If PowerShell Were School, I would Ditch Classes Regularly


When PowerShell v5 was in pre-release, I was still fairly new to PowerShell. I remember being very excited that PowerShell would be adding native classes as I had just discovered that the only way to classes in PowerShell was to write them in C#, which I had not yet begun to learn. Classes are something I have worked with in PHP, Python, PERL, C++, and C#. When I was learning C++ I fell in love with classes and object oriented programming. Most of my exposure to classes has been as a consumer and not an author, but I have written a few classes over the years for various things.

When PowerShell v5 was released, the first thing I did was go and learn how to make v5 classes. This was painful because there was not much documentation beyond basic class structures. As I had no urgent need for classes I let these sit on the back burner for quite some time. I was quite disappointed. A few months ago, I started seeing some of the more experienced PowerShell redditors advocating the use of classes for the purpose of controlling the “shape” of objects. I decided it was probably time to commit to learning PowerShell v5 classes. I’m still disappointed.

As I understand it, the initial use case for inclusion of native classes in v5 is their use within DSC. I spent about a month acclimating to DSC and from that exposure to the DSC syntax, I can certainly see how class based DSC resources would be somewhat easier to write. Consequently, this use case is also the only one that is decently documented. Before I go off on why v5 classes suck, I wanted to make it clear here that I do acknowledge there is a legitimate use case for them where they do shine brilliantly.


As the title of this blog suggest, I would recommend avoiding PowerShell v5 classes for now. The implementation of native classes is a mere shadow of .NET classes.  As the implementation is limited that makes complex objects less likely candidates as classes. The already uber-flexible PSCustomObject objects can already meet the needs of most objects while also offering a higher level of compatibility. 

This post will not have much code to it. It is mostly an opinion post with some facts sprinkled in. This post may also be a bit rough for novice coders or those new to PowerShell. If you came here looking for an intro to PowerShell v5 classes, this post will surely and sorely disappoint you.
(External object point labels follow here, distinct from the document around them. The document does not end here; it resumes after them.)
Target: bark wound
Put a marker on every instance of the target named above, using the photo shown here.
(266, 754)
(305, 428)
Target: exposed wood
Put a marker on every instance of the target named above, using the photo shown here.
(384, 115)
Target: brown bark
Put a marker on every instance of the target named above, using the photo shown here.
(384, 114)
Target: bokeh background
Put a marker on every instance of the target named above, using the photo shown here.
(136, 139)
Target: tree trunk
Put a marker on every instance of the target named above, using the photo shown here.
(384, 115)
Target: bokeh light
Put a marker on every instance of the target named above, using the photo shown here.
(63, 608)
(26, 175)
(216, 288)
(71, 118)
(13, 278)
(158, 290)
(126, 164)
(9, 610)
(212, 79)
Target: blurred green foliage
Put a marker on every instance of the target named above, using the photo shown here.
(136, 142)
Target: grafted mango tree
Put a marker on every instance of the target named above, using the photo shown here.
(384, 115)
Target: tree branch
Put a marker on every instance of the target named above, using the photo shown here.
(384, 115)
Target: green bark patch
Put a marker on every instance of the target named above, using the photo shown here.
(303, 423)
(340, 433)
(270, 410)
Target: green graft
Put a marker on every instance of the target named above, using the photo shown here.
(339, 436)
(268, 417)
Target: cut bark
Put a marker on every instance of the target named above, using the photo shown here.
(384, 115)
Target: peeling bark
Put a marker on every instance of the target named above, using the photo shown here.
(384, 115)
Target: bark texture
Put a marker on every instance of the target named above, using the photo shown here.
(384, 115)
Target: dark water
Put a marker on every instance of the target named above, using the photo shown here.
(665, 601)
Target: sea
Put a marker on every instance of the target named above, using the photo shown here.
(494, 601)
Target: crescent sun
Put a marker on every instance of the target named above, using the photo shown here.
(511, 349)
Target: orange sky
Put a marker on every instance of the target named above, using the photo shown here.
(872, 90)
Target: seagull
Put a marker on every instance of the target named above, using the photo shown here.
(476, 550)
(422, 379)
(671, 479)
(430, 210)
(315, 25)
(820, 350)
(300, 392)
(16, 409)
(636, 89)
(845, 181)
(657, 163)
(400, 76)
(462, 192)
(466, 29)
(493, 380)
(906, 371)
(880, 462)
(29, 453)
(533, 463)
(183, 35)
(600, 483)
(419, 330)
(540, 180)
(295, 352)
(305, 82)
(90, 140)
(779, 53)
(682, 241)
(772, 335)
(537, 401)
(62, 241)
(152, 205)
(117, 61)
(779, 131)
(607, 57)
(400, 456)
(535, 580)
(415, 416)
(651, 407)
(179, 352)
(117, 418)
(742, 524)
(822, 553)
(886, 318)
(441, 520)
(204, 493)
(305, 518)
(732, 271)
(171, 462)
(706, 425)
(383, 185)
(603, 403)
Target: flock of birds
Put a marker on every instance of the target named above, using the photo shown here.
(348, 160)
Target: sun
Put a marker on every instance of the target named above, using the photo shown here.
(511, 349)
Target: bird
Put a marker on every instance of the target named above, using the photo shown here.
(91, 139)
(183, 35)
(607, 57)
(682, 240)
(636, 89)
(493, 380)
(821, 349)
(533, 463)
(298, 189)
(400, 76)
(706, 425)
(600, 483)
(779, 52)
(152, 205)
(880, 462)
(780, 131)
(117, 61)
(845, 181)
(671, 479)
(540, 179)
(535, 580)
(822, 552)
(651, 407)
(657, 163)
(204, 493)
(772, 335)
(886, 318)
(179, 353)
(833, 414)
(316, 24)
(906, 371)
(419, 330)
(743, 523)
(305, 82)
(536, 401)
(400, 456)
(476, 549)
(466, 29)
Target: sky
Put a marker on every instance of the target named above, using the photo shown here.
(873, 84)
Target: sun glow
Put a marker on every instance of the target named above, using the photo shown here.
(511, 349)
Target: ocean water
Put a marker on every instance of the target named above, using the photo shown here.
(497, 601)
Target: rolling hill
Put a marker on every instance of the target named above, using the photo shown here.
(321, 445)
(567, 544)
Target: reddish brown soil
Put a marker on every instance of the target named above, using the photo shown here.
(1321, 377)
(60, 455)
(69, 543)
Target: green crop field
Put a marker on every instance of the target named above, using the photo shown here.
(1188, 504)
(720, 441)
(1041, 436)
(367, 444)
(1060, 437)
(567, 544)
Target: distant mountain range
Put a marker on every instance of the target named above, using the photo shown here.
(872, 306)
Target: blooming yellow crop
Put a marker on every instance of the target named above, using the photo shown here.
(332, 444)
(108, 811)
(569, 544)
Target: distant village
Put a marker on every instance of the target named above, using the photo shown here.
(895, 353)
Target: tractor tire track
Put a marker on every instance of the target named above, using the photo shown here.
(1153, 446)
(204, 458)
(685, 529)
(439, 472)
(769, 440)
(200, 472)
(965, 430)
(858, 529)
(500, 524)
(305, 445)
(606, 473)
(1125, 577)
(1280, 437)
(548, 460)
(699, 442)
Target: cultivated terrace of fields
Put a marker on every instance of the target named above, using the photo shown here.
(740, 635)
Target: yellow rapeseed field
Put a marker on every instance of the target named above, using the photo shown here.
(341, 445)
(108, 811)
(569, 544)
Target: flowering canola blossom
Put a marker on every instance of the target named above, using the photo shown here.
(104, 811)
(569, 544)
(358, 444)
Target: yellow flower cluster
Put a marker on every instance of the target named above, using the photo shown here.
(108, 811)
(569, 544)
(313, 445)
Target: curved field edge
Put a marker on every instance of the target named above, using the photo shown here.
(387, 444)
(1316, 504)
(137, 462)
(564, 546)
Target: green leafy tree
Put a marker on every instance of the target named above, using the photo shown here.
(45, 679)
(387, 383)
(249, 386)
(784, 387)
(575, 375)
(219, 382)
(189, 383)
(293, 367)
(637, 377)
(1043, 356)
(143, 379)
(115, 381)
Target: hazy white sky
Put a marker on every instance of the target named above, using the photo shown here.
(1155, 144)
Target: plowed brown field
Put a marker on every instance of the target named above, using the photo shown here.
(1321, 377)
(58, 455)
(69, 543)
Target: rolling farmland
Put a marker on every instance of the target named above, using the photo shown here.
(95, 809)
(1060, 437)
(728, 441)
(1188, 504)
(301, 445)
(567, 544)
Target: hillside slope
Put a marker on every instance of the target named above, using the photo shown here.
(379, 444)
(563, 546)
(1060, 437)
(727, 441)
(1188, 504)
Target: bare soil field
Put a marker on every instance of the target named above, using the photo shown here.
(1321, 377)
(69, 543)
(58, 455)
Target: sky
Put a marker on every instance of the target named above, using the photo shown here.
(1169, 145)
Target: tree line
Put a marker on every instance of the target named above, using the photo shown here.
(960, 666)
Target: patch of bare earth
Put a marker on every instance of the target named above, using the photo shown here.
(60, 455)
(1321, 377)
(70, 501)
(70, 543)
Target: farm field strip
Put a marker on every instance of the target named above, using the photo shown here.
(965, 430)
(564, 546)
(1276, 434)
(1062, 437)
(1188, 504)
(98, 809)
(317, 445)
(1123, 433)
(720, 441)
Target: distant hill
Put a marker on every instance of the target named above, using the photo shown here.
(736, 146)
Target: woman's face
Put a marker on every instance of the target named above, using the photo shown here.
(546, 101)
Anyway, on to my specific gripes…

Version Locking

The first obvious problem with PowerShell v5 Classes is that they version lock you to PowerShell v5 or newer. Features do have to start somewhere and I can’t speak ill of the developers for not making v5 classes backwards compatible. However, this is a concern as v5 is still “new”. If you work at a smaller shop, or you happen to work at a large shop that has a very good Continuous Delivery pipeline, getting to v5 is not a huge hurtle. But, in a more traditional slow moving enterprise, getting to v5 is still a long way off just to get past all the red tape, let alone implement. Before you rush out and start writing v5 classes you need to be cognizant of your current PowerShell ecosystem. Again, this isn’t a real criticism of v5 Classes, but more of a caution against them for now.

No Private Properties and Methods

PowerShell v5 Classes do not support Private Properties or Private Methods. PowerShell v5 does offer a hidden keyword which can be applied to properties and methods. This hides the property or method from the default list of properties and methods from Get-Member and from autocompletion and intellisense. The properties and methods can still be directly accessed by the class consuming code and they can still be listed by Get-Member with the -Force parameter switch. Effectively, hidden is a cosmetic change to the class.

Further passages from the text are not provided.